In short, undifferentiated heavy lifting is everything that an application needs to do but doesn’t increase its competitive advantage in the eyes of its customers. It can be extremely difficult and crucial things like managing servers for a scaling applications or authentication security. But from a customer’s perspective, as long as the application works quickly and securely, they don’t really care what your cloud infrastructure looks like.
The term has been heavily used in software development but I think it can be expanded to broad functions of a company. For non-software development, there still exists a ton of undifferentiated heavy lifting: invoicing, multi channel management, content creation, people management, scheduling etc. Undifferentiated heavy lifting doesn’t mean that it’s not important or not consequential – it’s crucial but everyone has to do it well to even compete!
Even when I think of the small (but growing!) enterprise of Automate All the Things! Its core goal (today!) is to provide you an entertaining stream and a newsletter every week. What I say and write every week are the differentiated heavy lifting
(doesn’t mean that it’s always good!). Everything else doesn’t matter to you.
Now think of everything that comes with that goal: managing aatt.io,
syncing my content across multiple platforms (thanks to Parabola
), all of the infrastructure in sending this email, managing questions from multiple channels, stream quality etc. etc. And this platform is free!
Software generally has always is in the business of solving every company’s undifferentiated heavy lifting. It’s why software is eating the world: when you look at a business, very little of it is truly differentiated work (and why they should spend so much time making sure to preserve it)! That leaves a lot of space for companies to solve everything else. However, just like in the case of software development, outsourcing to different vendors creates a whole new set of problems: how do we have all of these vendors play nice and communicate to each.

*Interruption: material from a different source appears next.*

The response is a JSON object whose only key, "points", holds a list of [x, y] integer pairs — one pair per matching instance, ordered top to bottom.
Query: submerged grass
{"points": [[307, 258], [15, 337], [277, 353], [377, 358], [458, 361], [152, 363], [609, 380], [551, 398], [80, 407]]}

I think this is where no-code comes in: it can help you create apps that manage most of your undifferentiated heavy lifting in one type of application. Kills two birds with one stone: build better applications to handle your undifferentiated heavy lifting without multiplying tools. You still have the hurdle of building those applications but if you’re reading this newsletter, that hurdle probably doesn’t seem daunting to you.
I often get pitched new tools but before integrating any tool into my stack, I consider the following tiers:
Tier 1: your existing no-code tools (e.g. Airtable/retool/typeform etc.)
Tier 2: a vertical saas software that integrates with my no-code stack directly
Tier 3: vertical saas that integrates with my tier 1 tool through a third party
Tier 4: point solution that doesn’t integrate with my tool
Tier 5: custom build/code
I don’t think this can quite be generalized to businesses but I do hope we view no-code tools not as “things that plug the holes” but instead view vertical saas as the tools that plug holes when our no-code stack doesn’t suffice.